The study does not establish whether this architecture was intentional by design or an emergent artifact of reinforcement learning from human feedback. Both explanations are plausible. RLHF processes can produce tightly localized refusal behaviors without explicit circuit engineering, and the result is indistinguishable in weights analysis from a deliberate intervention. What the study can establish, and does, is that the mechanism is structurally separable from the factual knowledge.

Qwen is developed by Alibaba Cloud and has been the most capable open-weight series available from a Chinese lab, with Qwen 3.5 variants used in production deployments and research pipelines worldwide. Its accessibility under a permissive license has made it the default choice for teams that want strong multilingual performance at low inference cost.

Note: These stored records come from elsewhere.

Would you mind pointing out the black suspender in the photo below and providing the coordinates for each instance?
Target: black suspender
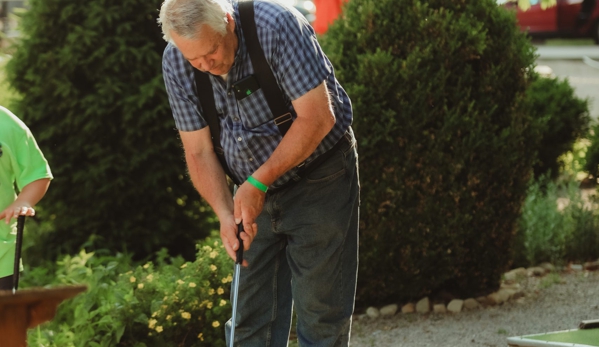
(206, 100)
(266, 80)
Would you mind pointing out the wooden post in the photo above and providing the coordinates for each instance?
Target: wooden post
(28, 308)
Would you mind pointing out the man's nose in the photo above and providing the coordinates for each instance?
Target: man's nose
(204, 64)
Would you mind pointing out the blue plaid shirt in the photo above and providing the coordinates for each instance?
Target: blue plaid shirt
(248, 134)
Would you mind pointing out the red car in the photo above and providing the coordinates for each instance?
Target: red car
(568, 18)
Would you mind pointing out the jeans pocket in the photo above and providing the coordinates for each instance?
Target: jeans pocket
(329, 170)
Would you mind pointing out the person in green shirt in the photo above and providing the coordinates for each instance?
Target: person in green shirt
(22, 165)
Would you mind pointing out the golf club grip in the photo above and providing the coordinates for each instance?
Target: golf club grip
(18, 244)
(239, 253)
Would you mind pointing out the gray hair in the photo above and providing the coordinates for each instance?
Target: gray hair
(185, 17)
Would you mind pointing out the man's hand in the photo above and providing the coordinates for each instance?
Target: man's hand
(228, 234)
(249, 202)
(15, 210)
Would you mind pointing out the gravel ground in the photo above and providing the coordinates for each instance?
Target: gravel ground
(551, 303)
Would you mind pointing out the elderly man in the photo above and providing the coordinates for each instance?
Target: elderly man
(296, 171)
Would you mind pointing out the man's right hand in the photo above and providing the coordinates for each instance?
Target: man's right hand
(228, 234)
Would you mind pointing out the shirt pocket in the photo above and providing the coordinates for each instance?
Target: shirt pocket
(254, 110)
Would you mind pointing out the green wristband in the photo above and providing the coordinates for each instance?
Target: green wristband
(257, 184)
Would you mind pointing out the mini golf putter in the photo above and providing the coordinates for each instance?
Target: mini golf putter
(238, 261)
(18, 246)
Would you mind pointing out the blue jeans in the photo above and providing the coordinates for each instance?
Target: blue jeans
(304, 255)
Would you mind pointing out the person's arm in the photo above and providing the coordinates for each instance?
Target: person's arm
(30, 195)
(315, 119)
(208, 177)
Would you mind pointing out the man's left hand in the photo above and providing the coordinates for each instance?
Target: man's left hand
(249, 202)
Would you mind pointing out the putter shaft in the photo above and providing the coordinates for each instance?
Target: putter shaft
(238, 261)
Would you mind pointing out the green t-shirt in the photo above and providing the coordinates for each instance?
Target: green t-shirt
(21, 162)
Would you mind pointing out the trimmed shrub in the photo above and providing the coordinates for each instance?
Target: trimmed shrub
(446, 149)
(557, 225)
(92, 92)
(562, 118)
(163, 304)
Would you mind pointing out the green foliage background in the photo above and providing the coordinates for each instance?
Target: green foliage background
(561, 118)
(92, 93)
(166, 303)
(445, 145)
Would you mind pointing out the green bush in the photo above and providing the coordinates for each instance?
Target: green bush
(562, 118)
(89, 74)
(445, 143)
(557, 225)
(167, 304)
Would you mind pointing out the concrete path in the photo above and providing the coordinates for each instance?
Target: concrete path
(567, 52)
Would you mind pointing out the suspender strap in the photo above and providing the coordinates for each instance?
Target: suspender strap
(263, 72)
(266, 80)
(208, 106)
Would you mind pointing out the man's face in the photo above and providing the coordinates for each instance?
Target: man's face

That same accessibility means the suppression circuit identified in the vas-blog study is equally accessible to anyone with the tools and intent to remove it.

For teams doing red-teaming or compliance reviews on Qwen deployments, this study is the relevant prior work. If your threat model includes adversarial users who might attempt to elicit politically sensitive outputs, the existence of a removable circuit changes the evaluation requirement: you are no longer asking whether the model knows certain facts, but whether your deployment layer adds sufficient controls independent of the model’s own suppression behavior. Teams that assumed Qwen’s censorship was weight-deep should now treat it as a bypass-able application layer and test accordingly before the next production review cycle.

Reported by vas-blog (independent researcher) in an undated mechanistic-interpretability study of Qwen 3.5-9B, published at vas-blog.pages.dev.